I. Verfahrensrechtlicher Anwendungsbereich
Rz. 7
Die Vorschrift des § 43 gilt für Erstattungsansprüche des "Beschuldigten" oder "Betroffenen". Daher beschränkt sich der Anwendungsbereich auf Strafverfahren und Bußgeldverfahren, was sich zudem aus der Überschrift zu Abschnitt 7 des RVG ergibt. Ebenfalls anzuwenden ist § 43 aber auch auf Verfahren nach VV Teil 6, die einen Beschuldigten oder Betroffenen kennen.
Rz. 8
Dagegen ist die Vorschrift nicht anwendbar auf andere Verfahren oder Verfahrenskonstellationen. So ist § 43 nicht anwendbar in sozial- oder verwaltungsrechtlichen Verfahren. Auch kann z.B. der Anwalt eines insolventen Auftraggebers kein Vorrecht an dessen Kostenerstattungsanspruch geltend machen.
II. Persönlicher Anwendungsbereich
Rz. 9
§ 43 gilt für alle Rechtsanwälte, die den Angeklagten im Laufe des Verfahrens vertreten haben. Die Vorschrift ist daher nicht auf den Vollverteidiger im Strafverfahren beschränkt, sondern gilt auch für den Verteidiger in der Strafvollstreckung und den Anwalt, der lediglich mit Einzeltätigkeiten (VV 4300 ff.) beauftragt war.
Rz. 10
Auf einen Rechtsbeistand, sofern er als Verteidiger zugelassen wurde (§ 138 Abs. 2 StPO), ist die Vorschrift entsprechend anwendbar (Art. IX Rpflege-AnpassungsG).
Rz. 11
Auf weitere Vertreter ist die Vorschrift nicht anwendbar, selbst dann nicht, wenn sie als Verteidiger zugelassen sind (z.B. Hochschullehrer).
Rz. 12
§ 43 ist auch nicht auf eine Abtretung an eine anwaltliche Verrechnungsstelle anzuwenden.
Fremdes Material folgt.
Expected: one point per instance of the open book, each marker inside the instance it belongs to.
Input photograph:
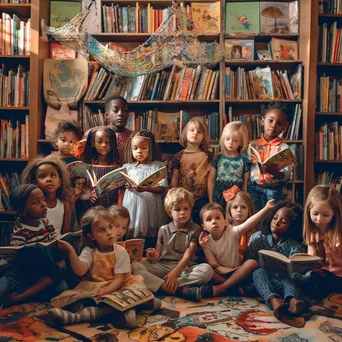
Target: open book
(108, 182)
(300, 262)
(134, 247)
(153, 179)
(122, 299)
(278, 161)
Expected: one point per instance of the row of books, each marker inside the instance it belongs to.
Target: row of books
(14, 87)
(262, 84)
(330, 178)
(15, 35)
(328, 142)
(177, 83)
(276, 49)
(329, 94)
(330, 6)
(14, 139)
(330, 43)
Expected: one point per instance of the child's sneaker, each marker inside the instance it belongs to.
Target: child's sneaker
(189, 292)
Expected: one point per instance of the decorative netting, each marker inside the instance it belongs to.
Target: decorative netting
(178, 37)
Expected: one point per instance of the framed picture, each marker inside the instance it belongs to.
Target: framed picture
(61, 12)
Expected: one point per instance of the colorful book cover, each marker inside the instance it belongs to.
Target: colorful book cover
(279, 17)
(242, 18)
(242, 49)
(207, 16)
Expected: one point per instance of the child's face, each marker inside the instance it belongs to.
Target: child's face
(66, 142)
(118, 113)
(214, 222)
(103, 233)
(102, 143)
(194, 135)
(47, 178)
(35, 207)
(239, 211)
(321, 214)
(140, 149)
(120, 227)
(232, 141)
(274, 123)
(281, 222)
(181, 214)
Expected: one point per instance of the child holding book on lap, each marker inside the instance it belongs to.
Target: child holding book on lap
(220, 242)
(266, 183)
(191, 165)
(231, 168)
(170, 266)
(106, 268)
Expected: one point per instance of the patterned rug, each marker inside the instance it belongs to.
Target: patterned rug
(216, 320)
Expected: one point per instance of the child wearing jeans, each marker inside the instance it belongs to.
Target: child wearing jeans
(171, 265)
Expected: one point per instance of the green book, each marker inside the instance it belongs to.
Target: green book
(242, 18)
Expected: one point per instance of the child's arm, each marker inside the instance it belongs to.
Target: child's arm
(204, 243)
(255, 219)
(211, 183)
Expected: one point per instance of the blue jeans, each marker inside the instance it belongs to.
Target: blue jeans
(261, 195)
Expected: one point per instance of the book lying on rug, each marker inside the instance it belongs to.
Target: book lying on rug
(300, 262)
(275, 162)
(108, 182)
(122, 299)
(134, 247)
(153, 179)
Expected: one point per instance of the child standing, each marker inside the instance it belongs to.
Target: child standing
(144, 203)
(232, 166)
(102, 154)
(171, 265)
(265, 183)
(281, 234)
(67, 134)
(220, 243)
(34, 275)
(106, 268)
(51, 176)
(323, 236)
(191, 165)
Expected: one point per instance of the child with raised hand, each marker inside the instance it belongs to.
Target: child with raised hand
(101, 153)
(171, 266)
(191, 166)
(34, 275)
(323, 236)
(282, 233)
(67, 134)
(144, 203)
(232, 166)
(51, 176)
(265, 183)
(105, 267)
(220, 243)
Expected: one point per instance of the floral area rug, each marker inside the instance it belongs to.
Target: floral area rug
(216, 320)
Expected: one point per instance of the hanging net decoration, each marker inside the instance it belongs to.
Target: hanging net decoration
(178, 37)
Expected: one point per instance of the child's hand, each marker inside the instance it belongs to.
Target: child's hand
(204, 240)
(151, 254)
Sie ist hier nur zu beachten, wenn der Anwalt sich die Forderung zunächst in der gehörigen Form des § 43 hat abtreten lassen und er dann wiederum seinerseits die Forderung an die Verrechnungsstelle abtritt. Dann bleibt der einmal entstandene Schutz des § 43 erhalten.
Rz. 13
Auch auf den Angeklagten selbst ist die Vorschrift nicht anwendbar. Seine Erstattungsansprüche wegen persönlicher Auslagen, z.B. Terminreisekosten (§ 464a Abs. 2 Nr. 1 StPO), sind daher nicht bevorrechtigt. Soweit der Angeklagte insoweit einen Erstattungsanspruch hat, kann hiergegen immer die Aufrechnung erklärt werden, auch wenn die Ansprüche abgetreten sind (§ 407 BGB).
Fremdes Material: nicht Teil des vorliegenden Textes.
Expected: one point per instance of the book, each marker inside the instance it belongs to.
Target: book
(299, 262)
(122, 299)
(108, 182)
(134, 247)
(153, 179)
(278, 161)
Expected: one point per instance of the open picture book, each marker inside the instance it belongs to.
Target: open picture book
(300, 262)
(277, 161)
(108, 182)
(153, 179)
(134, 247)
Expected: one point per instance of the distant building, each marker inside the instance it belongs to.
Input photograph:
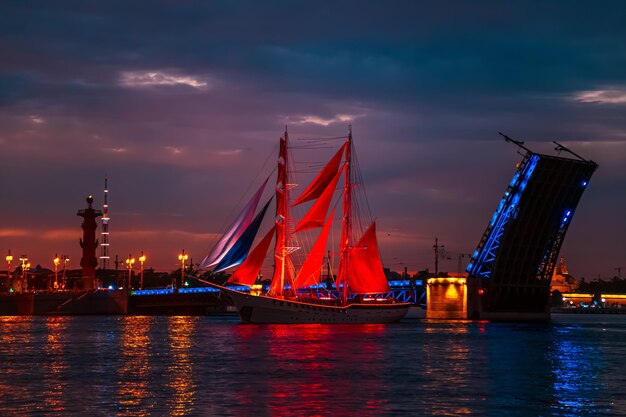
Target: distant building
(561, 279)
III. Sachlicher Anwendungsbereich
1. Forderungen der Staatskasse
Rz. 14
Es müssen Forderungen der Staatskasse aus einem Straf- oder Bußgeldverfahren bestehen. Dabei muss es sich nicht um dasselbe Verfahren handeln, in dem der Verurteilte Erstattungsansprüche erworben hat. Die Ansprüche können auch aus anderen Verfahren herrühren, etwa einer früheren Verurteilung.
Beispiel: Der Angeklagte wird wegen Diebstahls zu einer Geldstrafe von 1.000 EUR verurteilt. Bevor die Geldstrafe vollstreckt ist, wird er in einem weiteren Verfahren wegen des Verdachts des Betruges auf Kosten der Staatskasse freigesprochen. Die Staatskasse kann gegen den Kostenerstattungsanspruch des Angeklagten die Aufrechnung erklären.
Rz. 15
Unerheblich ist, ob die Ansprüche der Staatskasse aus der Verurteilung in der Hauptsache, also aus der Geldstrafe resultieren, oder ob es sich um Kostenforderungen handelt. Wenn also in dem zuvor genannten Beispiel die Geldstrafe bereits gezahlt wurde, so dass nur noch die Verfahrenskosten offen sind, kann die Staatskasse mit diesem Anspruch gegen den Erstattungsanspruch des Angeklagten aufrechnen.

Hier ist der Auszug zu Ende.